Homily for the Funeral of Barret Seymour - John 14:1-7
I bet it wouldn’t take much effort for each of us to think of a perfect day. They are not hard to imagine. Maybe if I asked you, you could daydream pretty quickly and conjure up a perfect day, filled with you favorite activities and your favorite people. Or maybe you would recall a perfect day from memory, one day that you’ve had that surpasses all others. My own perfect day is a blend of the real and the imagined. The details could vary, but the day would most certainly include wine tasting in California. Some of my fondest memories are from days spent with friends in the Napa Valley. We had leisurely picnics on a blanket with a bottle of wine looking out over beautiful rolling hills. We sampled fine wines that far exceeded our graduate student budgets. Picture sunny skies with a gentle breeze, and not a care in the world, at least for an afternoon. If I were to add some daydreaming detail to those perfect days from my young adulthood, I would throw in meeting a handsome, single winemaker, getting married, and moving into a beautifully renovated farmhouse in a picturesque valley of the wine country. That plan didn’t quite work out in real life. But I digress. The point is that perfect days, either ones we have lived or ones we can imagine, are to be savored as one of life’s joys.
From what I know of Barret, his perfect days surely included wine tasting in California. But he could take it to a whole different level. He had a gift, something of an extraordinary palette and a remarkable nose.
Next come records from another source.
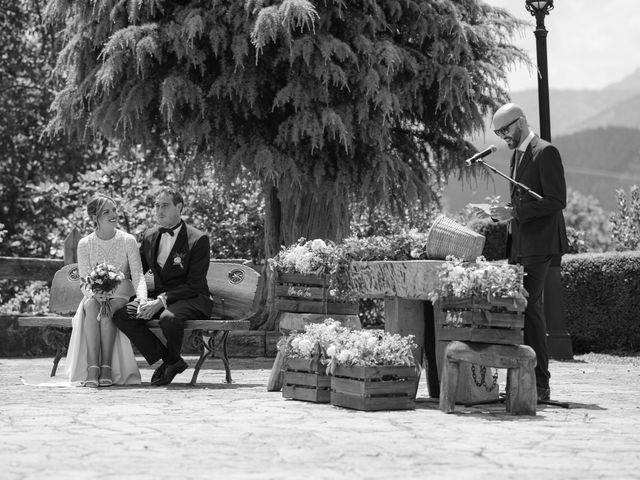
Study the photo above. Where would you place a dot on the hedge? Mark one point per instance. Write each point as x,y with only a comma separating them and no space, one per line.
602,292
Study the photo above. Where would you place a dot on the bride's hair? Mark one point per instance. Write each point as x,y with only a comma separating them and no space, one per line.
96,205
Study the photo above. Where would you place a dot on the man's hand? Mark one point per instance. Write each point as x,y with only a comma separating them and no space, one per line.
480,210
150,308
502,212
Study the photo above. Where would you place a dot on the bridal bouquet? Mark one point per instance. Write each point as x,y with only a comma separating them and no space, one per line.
103,278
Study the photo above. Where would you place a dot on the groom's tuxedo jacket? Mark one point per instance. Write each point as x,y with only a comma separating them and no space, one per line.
538,227
184,275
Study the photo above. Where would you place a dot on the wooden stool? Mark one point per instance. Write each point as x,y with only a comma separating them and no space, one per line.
519,360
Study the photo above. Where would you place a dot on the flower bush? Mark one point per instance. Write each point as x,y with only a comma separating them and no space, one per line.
337,345
312,257
314,340
318,257
479,278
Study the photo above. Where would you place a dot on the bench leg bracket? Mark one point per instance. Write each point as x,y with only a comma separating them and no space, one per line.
207,341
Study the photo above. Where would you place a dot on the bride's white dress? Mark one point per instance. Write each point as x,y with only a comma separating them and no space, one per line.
122,252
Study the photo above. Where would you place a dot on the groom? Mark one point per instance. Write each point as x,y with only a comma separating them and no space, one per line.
178,257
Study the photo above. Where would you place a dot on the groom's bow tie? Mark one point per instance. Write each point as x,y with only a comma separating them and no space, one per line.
170,231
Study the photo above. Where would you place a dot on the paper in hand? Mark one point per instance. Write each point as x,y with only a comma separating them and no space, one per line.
484,207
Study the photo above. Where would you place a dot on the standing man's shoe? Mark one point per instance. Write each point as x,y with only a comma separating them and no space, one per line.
158,373
170,372
544,394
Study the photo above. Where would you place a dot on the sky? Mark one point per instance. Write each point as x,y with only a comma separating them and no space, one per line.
590,43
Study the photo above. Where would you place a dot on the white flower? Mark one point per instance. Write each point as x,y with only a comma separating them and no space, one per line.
318,244
344,356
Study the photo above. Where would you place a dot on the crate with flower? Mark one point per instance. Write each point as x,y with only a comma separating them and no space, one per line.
304,375
306,279
481,302
373,370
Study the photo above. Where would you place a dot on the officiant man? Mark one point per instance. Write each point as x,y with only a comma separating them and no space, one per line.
536,230
176,256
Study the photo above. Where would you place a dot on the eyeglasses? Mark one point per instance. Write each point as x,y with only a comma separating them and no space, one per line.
501,132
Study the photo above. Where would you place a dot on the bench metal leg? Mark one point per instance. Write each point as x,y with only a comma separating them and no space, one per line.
206,341
57,338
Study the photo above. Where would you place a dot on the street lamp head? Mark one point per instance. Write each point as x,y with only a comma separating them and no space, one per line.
539,7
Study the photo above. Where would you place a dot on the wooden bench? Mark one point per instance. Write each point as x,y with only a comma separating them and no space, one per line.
235,289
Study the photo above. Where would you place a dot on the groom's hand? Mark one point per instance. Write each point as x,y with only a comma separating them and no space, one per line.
149,309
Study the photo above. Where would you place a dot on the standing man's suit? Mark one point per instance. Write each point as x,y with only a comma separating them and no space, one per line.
537,236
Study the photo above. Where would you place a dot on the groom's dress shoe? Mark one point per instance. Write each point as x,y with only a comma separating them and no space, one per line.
158,373
170,372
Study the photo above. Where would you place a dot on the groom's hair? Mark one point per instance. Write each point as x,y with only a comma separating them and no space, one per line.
176,196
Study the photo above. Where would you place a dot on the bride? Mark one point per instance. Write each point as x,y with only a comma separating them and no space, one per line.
99,355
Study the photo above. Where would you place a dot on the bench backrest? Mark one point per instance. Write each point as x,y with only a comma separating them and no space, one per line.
234,287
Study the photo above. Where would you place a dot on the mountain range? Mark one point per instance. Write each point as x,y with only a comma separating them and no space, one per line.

This brought him joy and good work during his years in the restaurant world. He could discern a hidden ingredient in a dish, like a dash of nutmeg. And he could tell you just about anything about wine, not only it’s level of quality but which microclimate the grapes were from and which winery likely produced it. I’m told that he worked in Napa for a time, until one day when he lost a job and was down on his luck. Neil drove out to get him. As they hit the road back to Arkansas, Neil realized that Barret had never seen the ocean. So they drove down to the central coast of California, God’s country to be exact, and went wine tasting. Barret engaged the winemakers on the finer points of their offerings, clearly impressive in his knowledge - but not in a pretentious or showy way that sometimes happens in places like that. He could talk shop on the technical side of winemaking with a level of knowledge far beyond the usual tourist. He was in his element, enjoying his brilliant giftedness. It was a perfect day.
Barret had fewer perfect days as the years went on, and eventually, he lost his way. This is particularly poignant for a man who could trace various paths so carefully, like a grape’s journey from one part of the valley to another. His family and friends responded to his struggles with love and worry, hopeful that he would find the healing that he needed. But sometimes, the very discerning and gifted can become the very lost. Well before last week’s accident, he had lost his joy and was deeply off course. And yet, what if that lostness does not have the last word on his life or his death, at least not in the big picture? That idea is the very heart of the Gospel.
At its core, the Christian message insists that when we lose our way, we are not ultimately lost. The grace of God finds us, and leads us to life after death. “Very truly, I tell you,” Jesus once said, “that anyone who hears my word… has eternal life, and does not come under judgment, but has passed from death to life.” From death to life are mysterious words. As we try to understand them today, I hear an emphasis on Jesus’ use of the word, “anyone.” Anyone can go from death to life - and anyone is you and me and Barret, too. This teaching is for all of us. Whatever struggles we have in this life, however we lose our way, we end up stumbling onto the path to eternal life.
And while we’re talking about eternal life, we should take Jesus at his word about not coming under judgment. In fact, there is a distinct lack of judgment when it comes to finding eternal life. Eternal life is not about us getting something right in this life, or earning our way into heaven for being good. Eternal life is offered through grace, which by definition, is not something we earn. Or even find on some hypothetical right path. It finds us. Jesus always had a particular fondness for the lost, from lost sheep to prodigal sons, and made a point of going after them. Perhaps it is in our lostness the most that the gospel breaks through to us.
In the Gospel of John, Jesus says that he is the way, and that we know the way already because we know him. There are times, of course, when we’re like Thomas in the scene, worried that we won’t know the way when our time comes, or that our loved one didn’t know the way. Jesus reassured him by saying that there is far less mystery involved than we might think. Jesus is the way, and the truth, and the life. He is the path to where we need to go, a path we already know on some deep level. “Do not let your hearts be troubled,” Jesus said. There is a place already prepared for each one of us.
These are comforting words in a time of loss. Barret knew the way, and now finds himself in his very own divine dwelling place. Whatever perfect days he knew in this life, whatever joy he had, whatever giftedness he possessed, he now enjoys fully. We don’t know what heaven looks like, but I wouldn’t be surprised if it’s rather close to a day of wine tasting on the central coast of California. Whatever heaven looks like, Barret is there, fully in his element, and no longer lost. His perfect day is now eternal, shared with the one who found him and showed him the way home.